If you want to wake up every 30 minutes, maybe a wind-up kitchen timer? Cheap. loud, easy to set.

Good luck! I'll be interested to hear how this goes.


----------



## Kundalini-Mama (Jul 15, 2002)

what a good idea!

we have an old kitchen timer and when it goes off, it goes bin... (it doesn't even finish the bing.) i forgot that timers don't usually sound like that!

the last couple of nights have been good, 2hr stretches, but so far he has woken up twice in the past 2 hrs, and due any time for another awakening







:

i will keep you updated!
amy


----------



## milkymama (Sep 13, 2002)

Wow you must be sooooo tired mama. just sending a big hug







to you.


----------



## Embee (May 3, 2002)

When DS was 4 months or so, he was still waking several times per night. His bedtime was around 7 then. I started waking him at 10pm to change and nurse and then would put him back down. I was hoping that waking and nursing him before I retired for the night, would possibly give me a couple of hours of sleep before he woke up again. He is the king of the "mommy just dropped off" waking!!!
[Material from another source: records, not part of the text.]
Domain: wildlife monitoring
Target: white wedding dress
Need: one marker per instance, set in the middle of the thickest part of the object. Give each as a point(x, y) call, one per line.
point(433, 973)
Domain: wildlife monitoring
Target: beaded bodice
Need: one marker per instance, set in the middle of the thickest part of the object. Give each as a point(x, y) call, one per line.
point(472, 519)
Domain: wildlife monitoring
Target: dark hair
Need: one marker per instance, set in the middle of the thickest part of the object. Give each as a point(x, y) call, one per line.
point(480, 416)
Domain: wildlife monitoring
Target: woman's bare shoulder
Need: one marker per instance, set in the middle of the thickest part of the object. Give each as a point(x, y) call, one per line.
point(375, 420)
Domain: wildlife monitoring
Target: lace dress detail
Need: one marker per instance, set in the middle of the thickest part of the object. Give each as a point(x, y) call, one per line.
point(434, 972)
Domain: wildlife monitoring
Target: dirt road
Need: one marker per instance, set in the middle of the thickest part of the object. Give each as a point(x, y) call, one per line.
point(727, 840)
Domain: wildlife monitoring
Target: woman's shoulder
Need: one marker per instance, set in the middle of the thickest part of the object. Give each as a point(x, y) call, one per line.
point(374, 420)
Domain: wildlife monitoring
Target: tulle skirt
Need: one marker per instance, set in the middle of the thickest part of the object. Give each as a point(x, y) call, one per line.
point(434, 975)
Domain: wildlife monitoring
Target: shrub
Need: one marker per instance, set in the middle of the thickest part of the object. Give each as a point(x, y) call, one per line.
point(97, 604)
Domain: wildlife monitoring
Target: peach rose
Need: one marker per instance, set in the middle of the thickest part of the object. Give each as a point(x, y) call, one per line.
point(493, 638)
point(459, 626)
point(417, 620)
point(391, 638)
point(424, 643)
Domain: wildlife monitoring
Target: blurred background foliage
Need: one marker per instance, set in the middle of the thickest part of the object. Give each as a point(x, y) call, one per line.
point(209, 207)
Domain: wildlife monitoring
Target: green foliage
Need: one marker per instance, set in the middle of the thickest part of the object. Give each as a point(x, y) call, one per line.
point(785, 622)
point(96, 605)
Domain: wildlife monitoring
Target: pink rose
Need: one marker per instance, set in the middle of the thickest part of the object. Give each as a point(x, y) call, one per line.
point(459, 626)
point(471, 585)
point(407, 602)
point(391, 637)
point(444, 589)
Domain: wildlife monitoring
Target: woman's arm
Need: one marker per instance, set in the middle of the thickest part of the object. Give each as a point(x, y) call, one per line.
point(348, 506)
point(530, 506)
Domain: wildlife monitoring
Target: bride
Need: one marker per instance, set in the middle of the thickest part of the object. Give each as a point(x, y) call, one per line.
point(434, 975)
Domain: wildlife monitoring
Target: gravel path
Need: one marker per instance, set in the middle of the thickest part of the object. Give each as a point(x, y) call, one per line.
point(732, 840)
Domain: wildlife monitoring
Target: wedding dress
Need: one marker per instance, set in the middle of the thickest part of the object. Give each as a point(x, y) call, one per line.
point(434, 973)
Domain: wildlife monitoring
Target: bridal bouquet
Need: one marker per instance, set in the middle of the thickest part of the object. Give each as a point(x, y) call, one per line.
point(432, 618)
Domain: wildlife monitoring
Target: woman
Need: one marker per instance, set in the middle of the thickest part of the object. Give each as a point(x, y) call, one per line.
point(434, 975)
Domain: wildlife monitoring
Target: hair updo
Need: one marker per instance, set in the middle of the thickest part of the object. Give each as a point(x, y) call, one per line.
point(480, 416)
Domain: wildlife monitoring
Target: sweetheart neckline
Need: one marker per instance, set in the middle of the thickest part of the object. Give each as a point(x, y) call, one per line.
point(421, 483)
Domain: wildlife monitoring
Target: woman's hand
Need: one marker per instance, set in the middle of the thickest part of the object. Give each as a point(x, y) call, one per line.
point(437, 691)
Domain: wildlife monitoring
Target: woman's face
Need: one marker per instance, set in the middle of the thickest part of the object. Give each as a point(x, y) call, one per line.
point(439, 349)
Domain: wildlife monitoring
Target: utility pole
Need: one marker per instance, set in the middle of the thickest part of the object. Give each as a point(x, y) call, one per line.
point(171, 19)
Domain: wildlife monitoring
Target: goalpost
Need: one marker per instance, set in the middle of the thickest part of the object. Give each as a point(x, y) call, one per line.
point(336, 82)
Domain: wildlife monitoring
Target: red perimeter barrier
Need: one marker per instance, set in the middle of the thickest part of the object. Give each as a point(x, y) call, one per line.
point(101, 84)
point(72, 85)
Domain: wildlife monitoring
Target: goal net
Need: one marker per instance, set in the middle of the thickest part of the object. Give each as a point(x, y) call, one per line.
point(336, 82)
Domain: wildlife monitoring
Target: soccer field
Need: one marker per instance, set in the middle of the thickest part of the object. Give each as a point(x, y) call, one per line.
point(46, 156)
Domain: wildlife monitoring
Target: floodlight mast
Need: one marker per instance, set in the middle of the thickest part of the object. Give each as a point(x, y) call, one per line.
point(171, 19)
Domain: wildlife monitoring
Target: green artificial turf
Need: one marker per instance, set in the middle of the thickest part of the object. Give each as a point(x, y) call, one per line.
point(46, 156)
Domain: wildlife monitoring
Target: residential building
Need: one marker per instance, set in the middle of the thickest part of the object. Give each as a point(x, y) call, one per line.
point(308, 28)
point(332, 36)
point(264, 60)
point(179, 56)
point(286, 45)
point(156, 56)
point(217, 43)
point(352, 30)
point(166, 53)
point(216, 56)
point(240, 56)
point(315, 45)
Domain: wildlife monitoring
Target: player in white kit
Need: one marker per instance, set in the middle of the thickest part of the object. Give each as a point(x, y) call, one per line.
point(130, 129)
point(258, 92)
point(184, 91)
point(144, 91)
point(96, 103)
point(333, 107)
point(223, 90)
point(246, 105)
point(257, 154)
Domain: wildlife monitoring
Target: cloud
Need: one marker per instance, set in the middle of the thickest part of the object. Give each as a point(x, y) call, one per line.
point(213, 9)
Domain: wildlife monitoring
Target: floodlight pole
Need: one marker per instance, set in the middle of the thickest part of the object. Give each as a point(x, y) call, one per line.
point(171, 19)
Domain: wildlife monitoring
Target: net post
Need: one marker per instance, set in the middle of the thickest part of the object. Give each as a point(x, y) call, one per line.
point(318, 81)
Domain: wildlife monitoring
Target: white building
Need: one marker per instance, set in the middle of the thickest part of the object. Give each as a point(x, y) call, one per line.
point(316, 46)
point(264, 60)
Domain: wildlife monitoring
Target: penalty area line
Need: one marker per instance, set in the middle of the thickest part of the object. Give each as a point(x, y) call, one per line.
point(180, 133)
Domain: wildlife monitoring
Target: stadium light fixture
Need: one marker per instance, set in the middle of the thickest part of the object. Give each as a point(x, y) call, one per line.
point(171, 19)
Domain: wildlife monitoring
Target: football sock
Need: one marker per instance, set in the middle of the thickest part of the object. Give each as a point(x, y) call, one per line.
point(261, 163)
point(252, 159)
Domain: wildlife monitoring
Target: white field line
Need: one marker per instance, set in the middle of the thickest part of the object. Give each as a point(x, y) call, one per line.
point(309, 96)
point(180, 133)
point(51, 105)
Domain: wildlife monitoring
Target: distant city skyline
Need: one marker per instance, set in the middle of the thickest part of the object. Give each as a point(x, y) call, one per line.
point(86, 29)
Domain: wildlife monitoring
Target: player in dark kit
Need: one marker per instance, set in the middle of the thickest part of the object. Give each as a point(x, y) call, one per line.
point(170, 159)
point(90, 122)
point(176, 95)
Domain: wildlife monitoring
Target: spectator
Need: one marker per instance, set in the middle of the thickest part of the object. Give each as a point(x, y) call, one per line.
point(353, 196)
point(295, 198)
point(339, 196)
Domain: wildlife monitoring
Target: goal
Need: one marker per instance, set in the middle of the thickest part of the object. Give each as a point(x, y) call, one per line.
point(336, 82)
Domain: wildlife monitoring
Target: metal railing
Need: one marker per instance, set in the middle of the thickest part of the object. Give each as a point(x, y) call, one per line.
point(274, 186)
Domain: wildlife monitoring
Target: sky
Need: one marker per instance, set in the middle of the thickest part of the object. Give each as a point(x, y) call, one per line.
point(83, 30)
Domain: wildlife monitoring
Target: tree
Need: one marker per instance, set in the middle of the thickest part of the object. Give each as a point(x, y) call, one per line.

This was the only intentional waking I did but after a couple of months, I realize he was sleeping through to 4 or 5 o clock pretty regularly. When we moved to our new home when he was about 7 months old, DH and I had a little celebration one evening after DS went to bed for the night. We shared a bottle of wine and I decided not to wake DS and nurse because I'd been drinking. I figured he'd wake me in a couple of hours or so. He never did... he went right on sleeping through to 5am?! We went ahead and stopped doing the 10pm waking and I kept thinking that I should have stopped it sooner!









I read about the schedule wakings during the time this was going on and started to realize that perhaps this is what helped us?? I don't know but it does seem like perhaps... not sure how it will work with a toddler but I'd love to keep tabs on your situation!
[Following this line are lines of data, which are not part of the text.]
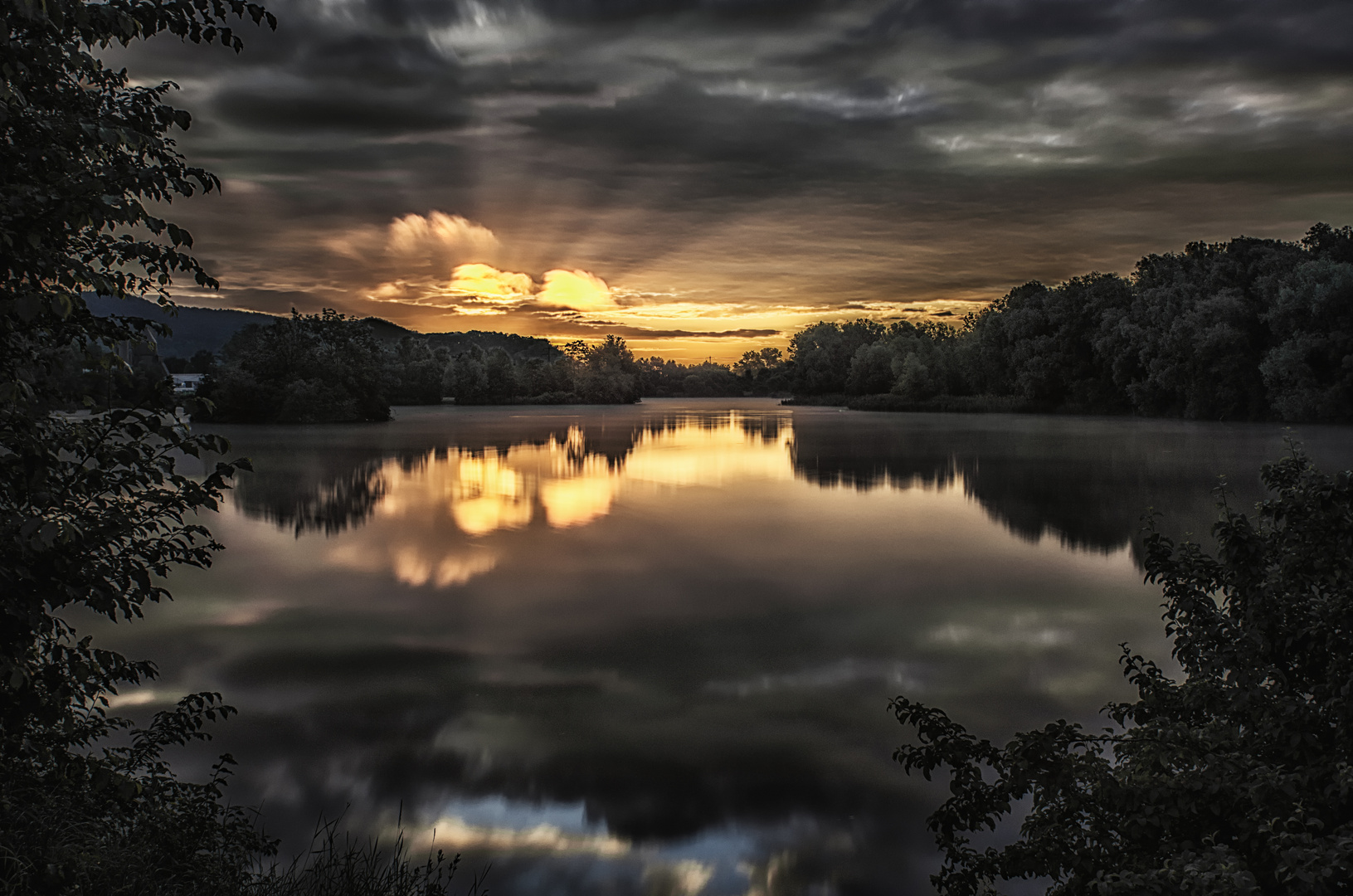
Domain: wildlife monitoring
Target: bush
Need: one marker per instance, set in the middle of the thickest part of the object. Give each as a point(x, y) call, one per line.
point(1237, 778)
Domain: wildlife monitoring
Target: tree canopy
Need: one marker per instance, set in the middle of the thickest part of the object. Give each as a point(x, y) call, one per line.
point(1237, 778)
point(1248, 329)
point(92, 510)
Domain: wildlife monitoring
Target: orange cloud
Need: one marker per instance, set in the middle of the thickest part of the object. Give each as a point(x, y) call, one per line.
point(489, 283)
point(575, 290)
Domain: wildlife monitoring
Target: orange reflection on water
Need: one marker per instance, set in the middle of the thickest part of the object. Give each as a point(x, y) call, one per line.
point(572, 486)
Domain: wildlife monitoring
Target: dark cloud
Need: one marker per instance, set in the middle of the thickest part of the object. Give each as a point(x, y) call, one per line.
point(805, 153)
point(324, 111)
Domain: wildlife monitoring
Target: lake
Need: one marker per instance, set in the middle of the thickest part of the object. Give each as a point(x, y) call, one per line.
point(650, 649)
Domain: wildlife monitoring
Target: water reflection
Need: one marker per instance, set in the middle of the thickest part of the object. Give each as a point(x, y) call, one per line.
point(1083, 482)
point(649, 650)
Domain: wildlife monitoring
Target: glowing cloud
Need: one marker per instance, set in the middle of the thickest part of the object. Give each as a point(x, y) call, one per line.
point(575, 290)
point(439, 237)
point(489, 283)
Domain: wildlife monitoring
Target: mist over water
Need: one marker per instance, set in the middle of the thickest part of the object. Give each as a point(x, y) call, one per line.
point(650, 649)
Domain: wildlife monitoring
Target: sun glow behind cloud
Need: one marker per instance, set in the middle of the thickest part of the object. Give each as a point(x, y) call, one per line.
point(443, 267)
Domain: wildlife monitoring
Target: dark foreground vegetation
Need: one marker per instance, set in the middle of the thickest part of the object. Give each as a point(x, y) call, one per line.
point(1249, 329)
point(92, 514)
point(329, 368)
point(1237, 778)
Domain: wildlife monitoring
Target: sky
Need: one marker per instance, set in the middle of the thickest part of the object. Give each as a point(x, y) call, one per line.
point(707, 176)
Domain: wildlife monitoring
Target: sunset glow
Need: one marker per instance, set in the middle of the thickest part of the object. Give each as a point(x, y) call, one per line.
point(703, 183)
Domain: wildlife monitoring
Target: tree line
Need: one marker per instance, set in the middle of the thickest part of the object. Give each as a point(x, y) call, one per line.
point(336, 368)
point(1248, 329)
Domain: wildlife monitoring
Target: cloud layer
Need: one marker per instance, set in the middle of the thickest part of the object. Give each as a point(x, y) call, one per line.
point(759, 164)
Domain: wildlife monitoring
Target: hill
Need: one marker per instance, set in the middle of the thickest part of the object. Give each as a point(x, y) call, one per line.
point(208, 329)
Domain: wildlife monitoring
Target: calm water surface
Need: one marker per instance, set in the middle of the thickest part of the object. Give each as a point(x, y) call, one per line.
point(650, 650)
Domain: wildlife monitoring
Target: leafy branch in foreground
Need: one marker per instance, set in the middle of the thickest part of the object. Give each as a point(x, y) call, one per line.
point(1237, 778)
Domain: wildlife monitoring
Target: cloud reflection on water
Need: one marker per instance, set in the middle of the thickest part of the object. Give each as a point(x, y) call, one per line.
point(557, 480)
point(673, 626)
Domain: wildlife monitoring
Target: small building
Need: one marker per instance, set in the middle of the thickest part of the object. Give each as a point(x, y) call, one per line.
point(187, 383)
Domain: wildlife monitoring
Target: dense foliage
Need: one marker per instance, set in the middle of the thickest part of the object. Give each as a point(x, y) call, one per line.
point(1249, 329)
point(597, 374)
point(92, 510)
point(92, 514)
point(1237, 778)
point(309, 368)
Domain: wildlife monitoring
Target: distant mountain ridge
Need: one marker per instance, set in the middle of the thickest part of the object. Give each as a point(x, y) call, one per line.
point(197, 329)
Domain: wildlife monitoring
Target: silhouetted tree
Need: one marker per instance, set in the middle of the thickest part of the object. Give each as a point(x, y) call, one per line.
point(1232, 780)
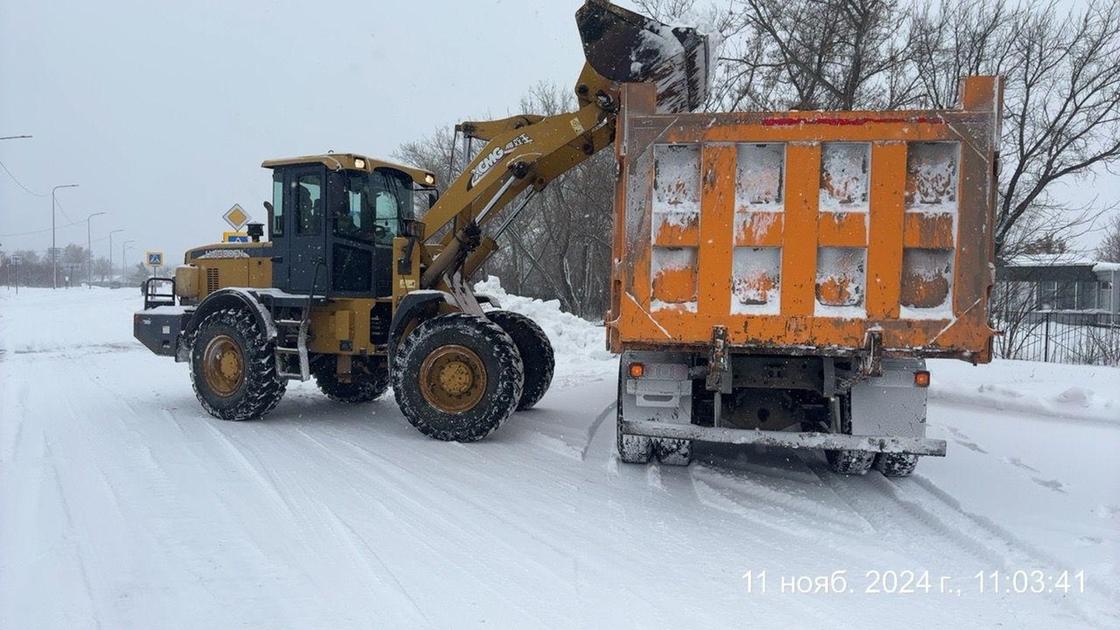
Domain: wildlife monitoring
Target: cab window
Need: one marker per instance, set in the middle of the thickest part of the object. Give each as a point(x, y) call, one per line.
point(277, 221)
point(308, 203)
point(371, 206)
That said, DS still nightwakes to this day. After a couple of months of the sleeping through, he battled a tough bout of sep anxiety and was up a lot. He still nighwakes but compared to a lot of kids, it's pretty manageable most nights.

best of luck!

Em


----------



## CarolinaS (Nov 21, 2013)

Hi there, Kundalini-Mama.

I just read your post and I'm in the "waking every 40 minutes" for about three months now. I'm wondering if you tried the scheduled awakenings and how it went..

I know it's been a long time, but I would like some long term perspective 

Any advices?

Thanks!


----------